While doing the second code kata (which asks you to implement a binary search algorithm five times, each time with a different method), I've come up with a slightly different solution which works as follows:
If i have a sorted array of lenght 100 and I see its starting field contains the number 200 and its ending field contains the number 400, me, as a maths studying human, would be likely to start searching around field 35 if I was searching the number 270, and not the field 50 like in a normal binary search algorithm.
Then, if the number on field 35 of the array is 270, 35 is the index I was searching for.

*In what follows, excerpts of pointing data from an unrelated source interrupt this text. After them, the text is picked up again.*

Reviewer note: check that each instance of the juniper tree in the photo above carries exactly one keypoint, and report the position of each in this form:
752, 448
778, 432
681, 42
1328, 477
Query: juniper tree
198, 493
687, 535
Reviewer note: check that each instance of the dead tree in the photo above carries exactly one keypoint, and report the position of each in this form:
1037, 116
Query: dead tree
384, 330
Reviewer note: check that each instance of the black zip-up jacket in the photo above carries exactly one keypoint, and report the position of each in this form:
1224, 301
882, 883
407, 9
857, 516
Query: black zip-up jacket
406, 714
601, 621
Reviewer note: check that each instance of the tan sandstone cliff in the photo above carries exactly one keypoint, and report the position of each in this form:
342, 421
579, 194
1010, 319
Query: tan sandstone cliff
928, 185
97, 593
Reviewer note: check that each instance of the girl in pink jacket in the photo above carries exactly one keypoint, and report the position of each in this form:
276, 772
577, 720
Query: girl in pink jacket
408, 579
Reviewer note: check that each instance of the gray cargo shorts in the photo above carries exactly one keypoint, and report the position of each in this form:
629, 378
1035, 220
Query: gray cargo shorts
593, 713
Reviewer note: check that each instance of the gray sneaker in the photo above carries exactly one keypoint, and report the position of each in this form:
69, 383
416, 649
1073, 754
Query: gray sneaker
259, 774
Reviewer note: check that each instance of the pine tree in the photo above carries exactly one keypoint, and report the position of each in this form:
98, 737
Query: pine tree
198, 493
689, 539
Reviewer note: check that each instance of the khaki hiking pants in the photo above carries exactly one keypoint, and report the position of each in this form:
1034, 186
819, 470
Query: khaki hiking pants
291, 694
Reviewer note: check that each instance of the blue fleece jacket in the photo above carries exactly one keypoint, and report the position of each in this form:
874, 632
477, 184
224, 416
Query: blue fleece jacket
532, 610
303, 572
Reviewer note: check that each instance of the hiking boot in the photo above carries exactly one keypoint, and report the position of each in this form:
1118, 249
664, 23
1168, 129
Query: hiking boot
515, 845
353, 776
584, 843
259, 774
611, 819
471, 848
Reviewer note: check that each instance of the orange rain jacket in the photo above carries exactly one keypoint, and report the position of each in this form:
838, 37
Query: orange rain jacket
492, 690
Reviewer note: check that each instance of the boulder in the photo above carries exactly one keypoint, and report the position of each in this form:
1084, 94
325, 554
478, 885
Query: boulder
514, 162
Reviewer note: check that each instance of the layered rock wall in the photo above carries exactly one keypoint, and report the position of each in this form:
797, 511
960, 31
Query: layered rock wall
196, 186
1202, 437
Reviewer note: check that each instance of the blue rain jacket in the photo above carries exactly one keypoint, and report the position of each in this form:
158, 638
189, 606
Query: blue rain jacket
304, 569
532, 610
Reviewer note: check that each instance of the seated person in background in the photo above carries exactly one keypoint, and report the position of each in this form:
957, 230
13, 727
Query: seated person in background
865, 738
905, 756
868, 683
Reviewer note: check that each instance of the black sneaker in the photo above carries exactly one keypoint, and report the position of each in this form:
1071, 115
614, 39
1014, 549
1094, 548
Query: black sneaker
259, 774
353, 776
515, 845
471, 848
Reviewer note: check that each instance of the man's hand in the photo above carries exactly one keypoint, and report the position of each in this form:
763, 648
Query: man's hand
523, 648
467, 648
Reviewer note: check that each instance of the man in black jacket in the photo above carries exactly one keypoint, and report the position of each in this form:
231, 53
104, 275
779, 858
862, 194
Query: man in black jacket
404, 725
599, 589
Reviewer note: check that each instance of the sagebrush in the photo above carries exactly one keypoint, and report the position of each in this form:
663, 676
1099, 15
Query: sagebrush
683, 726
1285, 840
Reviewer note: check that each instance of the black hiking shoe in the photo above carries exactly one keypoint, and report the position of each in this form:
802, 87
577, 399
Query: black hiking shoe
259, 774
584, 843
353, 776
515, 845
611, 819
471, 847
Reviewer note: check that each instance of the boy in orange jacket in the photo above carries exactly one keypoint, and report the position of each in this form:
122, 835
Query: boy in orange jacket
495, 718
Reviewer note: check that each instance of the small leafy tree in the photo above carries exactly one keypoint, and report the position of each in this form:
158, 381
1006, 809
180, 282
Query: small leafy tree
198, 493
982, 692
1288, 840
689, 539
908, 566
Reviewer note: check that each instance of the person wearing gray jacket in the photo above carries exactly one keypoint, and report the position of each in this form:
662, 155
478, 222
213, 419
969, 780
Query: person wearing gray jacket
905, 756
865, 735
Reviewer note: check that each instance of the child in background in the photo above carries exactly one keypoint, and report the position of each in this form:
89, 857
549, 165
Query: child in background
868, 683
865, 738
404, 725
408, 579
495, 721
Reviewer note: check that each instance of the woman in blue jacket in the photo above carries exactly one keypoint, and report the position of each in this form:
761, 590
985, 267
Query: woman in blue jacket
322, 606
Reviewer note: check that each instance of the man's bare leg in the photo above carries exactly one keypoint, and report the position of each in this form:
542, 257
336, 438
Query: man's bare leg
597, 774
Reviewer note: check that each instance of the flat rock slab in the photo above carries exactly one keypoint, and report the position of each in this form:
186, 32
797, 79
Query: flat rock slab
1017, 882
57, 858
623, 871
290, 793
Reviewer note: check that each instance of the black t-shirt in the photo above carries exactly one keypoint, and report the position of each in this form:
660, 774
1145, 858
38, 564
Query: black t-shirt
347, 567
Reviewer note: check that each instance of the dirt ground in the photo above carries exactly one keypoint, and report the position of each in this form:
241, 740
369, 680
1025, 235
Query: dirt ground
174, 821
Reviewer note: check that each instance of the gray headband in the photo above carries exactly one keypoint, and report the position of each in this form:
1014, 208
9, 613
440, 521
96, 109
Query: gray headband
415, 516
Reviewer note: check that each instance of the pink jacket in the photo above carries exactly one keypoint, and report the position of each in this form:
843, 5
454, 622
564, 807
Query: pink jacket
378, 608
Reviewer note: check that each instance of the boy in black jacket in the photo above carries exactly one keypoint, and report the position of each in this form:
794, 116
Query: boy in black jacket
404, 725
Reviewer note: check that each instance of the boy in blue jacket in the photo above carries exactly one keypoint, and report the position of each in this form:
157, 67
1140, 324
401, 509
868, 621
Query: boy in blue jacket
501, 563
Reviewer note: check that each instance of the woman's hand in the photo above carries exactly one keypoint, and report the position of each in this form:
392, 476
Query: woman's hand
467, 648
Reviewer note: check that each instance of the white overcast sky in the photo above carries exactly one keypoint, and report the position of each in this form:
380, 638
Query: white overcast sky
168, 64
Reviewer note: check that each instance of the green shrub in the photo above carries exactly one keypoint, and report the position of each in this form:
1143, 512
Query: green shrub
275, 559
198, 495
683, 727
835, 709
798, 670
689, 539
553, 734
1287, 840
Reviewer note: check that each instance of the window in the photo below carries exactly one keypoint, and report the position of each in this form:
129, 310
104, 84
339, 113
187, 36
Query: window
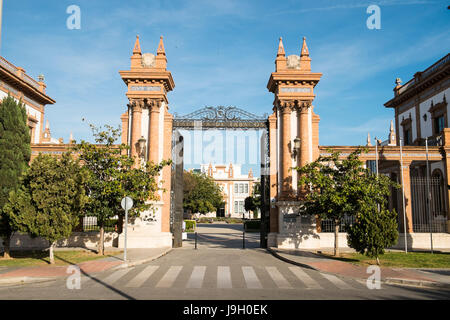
241, 188
439, 124
438, 113
407, 131
407, 137
239, 207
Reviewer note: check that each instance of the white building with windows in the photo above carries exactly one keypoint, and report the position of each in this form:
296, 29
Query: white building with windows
235, 187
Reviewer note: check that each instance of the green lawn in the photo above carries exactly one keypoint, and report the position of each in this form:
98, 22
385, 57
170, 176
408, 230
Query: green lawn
400, 259
40, 258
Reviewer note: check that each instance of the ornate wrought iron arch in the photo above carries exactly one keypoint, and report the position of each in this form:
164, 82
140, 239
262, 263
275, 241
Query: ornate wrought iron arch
220, 118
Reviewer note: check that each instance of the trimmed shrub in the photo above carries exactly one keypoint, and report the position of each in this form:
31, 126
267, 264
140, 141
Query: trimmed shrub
252, 225
190, 225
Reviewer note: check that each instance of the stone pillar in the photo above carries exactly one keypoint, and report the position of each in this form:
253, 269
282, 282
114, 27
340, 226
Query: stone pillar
304, 136
153, 137
136, 127
407, 192
167, 171
286, 161
273, 226
124, 120
446, 146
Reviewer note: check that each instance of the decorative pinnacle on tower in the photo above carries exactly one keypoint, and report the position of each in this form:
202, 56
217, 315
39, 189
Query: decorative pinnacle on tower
305, 60
280, 61
368, 144
392, 138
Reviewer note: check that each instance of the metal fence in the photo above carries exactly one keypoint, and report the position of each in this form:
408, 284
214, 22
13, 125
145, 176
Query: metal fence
420, 210
328, 224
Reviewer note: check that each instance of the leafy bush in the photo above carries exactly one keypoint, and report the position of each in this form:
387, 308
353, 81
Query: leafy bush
252, 225
190, 225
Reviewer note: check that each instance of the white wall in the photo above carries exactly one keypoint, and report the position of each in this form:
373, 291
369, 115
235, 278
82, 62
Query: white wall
32, 111
406, 114
426, 127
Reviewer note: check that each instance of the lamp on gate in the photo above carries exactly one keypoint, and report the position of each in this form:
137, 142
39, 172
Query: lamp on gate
142, 144
297, 142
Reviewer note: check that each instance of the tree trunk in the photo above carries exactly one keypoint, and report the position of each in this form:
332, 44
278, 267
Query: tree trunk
101, 245
336, 238
6, 247
52, 256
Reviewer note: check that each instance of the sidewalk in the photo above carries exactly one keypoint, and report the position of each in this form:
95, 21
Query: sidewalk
15, 276
406, 276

If that isn't the case I can compare the number I got (say 280) and repeat the operation taking the lower part of the array (so I have 35 fields with the starting field containing 200 and the ending field containing 280) if the number I found is greater than what I'm searching for, or the upper part of the array (say I got 260: now I have 65 indexes, the first one containing 260 and the final one containing 400. Orientatively, I would head torward index 4 of this sub array, which is index 39 of the entire array) if the number I got is smaller than the number I'm searching for.
The question is: can this algorithm be considered a binary search algorithm? If not, has it got its own name?
Asked By : user6245072
Answered By : Taemyr
I would not call this a binary search.
It is clearly similar to binary search and it's natural to see it as a refinement of binary search. However it has significantly different algorithm complexity characteristics, Interpolation Search has expected run time of O(log(log(n)) assuming the data is uniformly distributed, however it pays for this by having O(n) worst case run time.
I prefer to say "The worst case run time of binary search is O(log(n))" rather than "Depending on the choice of bounding elements the worst case run time of binary search is O(log(n))". This means that I can not classify Interpolation search as a binary search algorithm.